When she was 17, Samantha Elauf applied to work at an Abercrombie Kids store in Tulsa. She wore a headscarf to the job interview, which she did every day in accordance with her Muslim faith. Before she went to the interview, she asked a friend who worked at the store what she should wear and whether her headscarf would be a problem, but the friend said she would be fine—as long as the scarf wasn't black, because black clothes weren't part of Abercrombie's "look."

She didn't get the job. When the hiring manager saw Elauf's headscarf, she realized that it violated Abercrombie's official Look policy, so she had to ask the district manager whether they could make an exception. The hiring manager thought the headscarf was probably religious garb, but she wasn't sure, she said.

The district manager said they couldn't make an exception. His reasoning, as an attorney recently paraphrased it, was "if we allow this then someone will paint themselves green and call it a religion."

That was seven years ago. On Wednesday, the Supreme Court heard oral arguments in a discrimination case against Abercrombie & Fitch, brought by the Equal Employment Opportunity Commission on behalf of Elauf. The legal question at the center of the case is this: If a job applicant would need some sort of exception to be made to a company policy because of her religion, is it her obligation to mention that in her interview, even if she doesn't know about the company policy?

If it sounds simple, it's not. At various points during oral arguments, Justices Kennedy, Scalia, and Sotomayor all said they were "enormously," "very," or "so totally" confused. The attorneys and the justices exchanged long back-and-forths over the difference between the words "understands, knows, believes, [and] suspects." At one point, Scalia point-blank asked one of the attorneys, "Would you tell me what it is you want?"

According to Title VII of the Civil Rights Act of 1964, employers are not allowed to discriminate against potential hires based on their religious belief or practice. It's entirely legal to have a company policy against head coverings, but if an employee needs to wear one for religious reasons, employers are required to make an accommodation, unless they can prove that it will create an "undue hardship" on their business.

In practice, this can be complicated. In this case, for example, the question is whether the hiring managers at Abercrombie really knew that Elauf's head covering was religious, or whether they were just guessing that it was. This distinction matters; in 2013, the Tenth Circuit Court of Appeals ruled that correctly assuming that Elauf's headscarf was religious is not the same as actually knowing her headscarf was religious.

Whatever the Supreme Court decides, there will be consequences for people looking for jobs—and for people making hiring decisions. On the one hand, the Equal Opportunity Employment Commission argues that it's unfair to expect a job applicant to ask for an exception to a policy she doesn't know about. On the other hand, Abercrombie argues that employers can't be expected to "start a dialogue" with an applicant if they suspect the applicant's religious practice will violate a company policy, because that would encourage stereotyping and could potentially expose employers to lawsuits.

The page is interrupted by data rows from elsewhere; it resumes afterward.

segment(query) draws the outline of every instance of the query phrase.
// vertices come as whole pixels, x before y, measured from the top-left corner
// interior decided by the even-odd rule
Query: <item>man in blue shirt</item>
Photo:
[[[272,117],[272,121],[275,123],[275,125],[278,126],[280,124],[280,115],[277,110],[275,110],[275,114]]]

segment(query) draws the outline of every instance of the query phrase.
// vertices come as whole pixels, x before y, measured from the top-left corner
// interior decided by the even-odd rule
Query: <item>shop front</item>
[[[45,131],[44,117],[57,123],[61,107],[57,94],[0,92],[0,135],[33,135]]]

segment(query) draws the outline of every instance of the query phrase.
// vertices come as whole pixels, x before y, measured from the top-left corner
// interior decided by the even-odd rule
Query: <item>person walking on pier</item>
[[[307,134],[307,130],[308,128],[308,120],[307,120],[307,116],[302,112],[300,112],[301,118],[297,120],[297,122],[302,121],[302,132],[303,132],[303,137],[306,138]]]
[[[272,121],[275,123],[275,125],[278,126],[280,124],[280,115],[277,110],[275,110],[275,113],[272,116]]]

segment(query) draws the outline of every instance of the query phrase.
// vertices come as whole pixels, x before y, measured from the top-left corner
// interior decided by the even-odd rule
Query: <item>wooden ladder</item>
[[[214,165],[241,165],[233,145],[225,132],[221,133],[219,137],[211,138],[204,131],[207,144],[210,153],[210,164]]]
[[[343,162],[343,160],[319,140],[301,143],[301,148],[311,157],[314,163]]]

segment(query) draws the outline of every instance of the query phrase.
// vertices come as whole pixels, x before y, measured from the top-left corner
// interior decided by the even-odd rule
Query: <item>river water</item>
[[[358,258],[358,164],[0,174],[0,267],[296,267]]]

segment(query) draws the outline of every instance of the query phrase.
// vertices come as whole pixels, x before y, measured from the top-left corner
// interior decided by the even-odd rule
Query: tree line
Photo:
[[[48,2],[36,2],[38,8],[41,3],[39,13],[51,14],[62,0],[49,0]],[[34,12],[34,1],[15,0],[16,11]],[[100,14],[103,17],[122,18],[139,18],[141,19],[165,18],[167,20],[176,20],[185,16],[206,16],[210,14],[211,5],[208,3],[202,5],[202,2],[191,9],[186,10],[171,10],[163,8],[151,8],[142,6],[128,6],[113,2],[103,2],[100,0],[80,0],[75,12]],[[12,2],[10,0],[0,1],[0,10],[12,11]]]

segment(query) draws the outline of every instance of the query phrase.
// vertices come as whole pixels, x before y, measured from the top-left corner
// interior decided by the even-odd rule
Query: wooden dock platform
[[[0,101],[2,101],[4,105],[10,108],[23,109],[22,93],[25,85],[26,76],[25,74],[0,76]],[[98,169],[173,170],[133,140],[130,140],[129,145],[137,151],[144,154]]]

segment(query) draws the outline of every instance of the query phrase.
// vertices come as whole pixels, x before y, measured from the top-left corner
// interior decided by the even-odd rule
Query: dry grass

That's what makes this case so legally serious. But it's serious in another way, too: It's a concrete example of how standards of "attractiveness" and "cool" can be built on inadvertent discrimination. According to court documents, Abercrombie described its brand as "a classic East Coast collegiate style of clothing." When Elauf applied for a job in 2008, the Look policy included prohibitions on black clothing and "caps"; these and other rules were designed to protect "the health and vitality of its 'preppy' and 'casual' brand." As Justice Alito put it during oral arguments, Abercrombie wants job candidates "who [look] just like this mythical preppy or ... somebody who came off the beach in California."

"East Coast" and "preppy" don't necessarily mean "white," but that's what they imply. "Collegiate" doesn't necessarily mean "monied," but that's what it implies. It's not that Abercrombie isn't for black kids or Asian kids or Muslim kids—after all, Samantha Elauf wanted to work in an Abercrombie store. But wearing Abercrombie means styling oneself as a "classic" American—a label traditionally claimed by people who are white and have enough money to care about starched collars. Not coincidentally, "classic" Americans probably dress like Protestants—which is to say, they don't dress in much religious garb at all. Abercrombie's business depends on the aspiration to look like a very specific kind of American; for kids who don't look like that, being able to pull on a faded t-shirt and seem a little bit less like an outsider may be Abercrombie's exact appeal.

But those who aren't Abercrombie cool can take heart: Last year, the company's profits dropped by 77 percent, and the CEO responsible for the store's Look policy, Mike Jeffries, resigned. The company's decline is partly due to nationwide sales losses at shopping malls, where Abercrombie & Fitch and its cousin, Hollister, are fixtures. But there's a more amorphous reason, too: For some reason, teens just aren't buying as much Abercrombie as they did in the 90s and 2000s. It could be that the Abercrombie Look has fallen out of fashion, its "distressed" and inexplicably pre-ripped jeans now forgotten in the back of many a Millennial closet. But it could also be that the American Look is changing: As more and more kids look like Samantha Elauf, maybe there won't have to be exceptions made for headscarves. Maybe they'll simply be cool.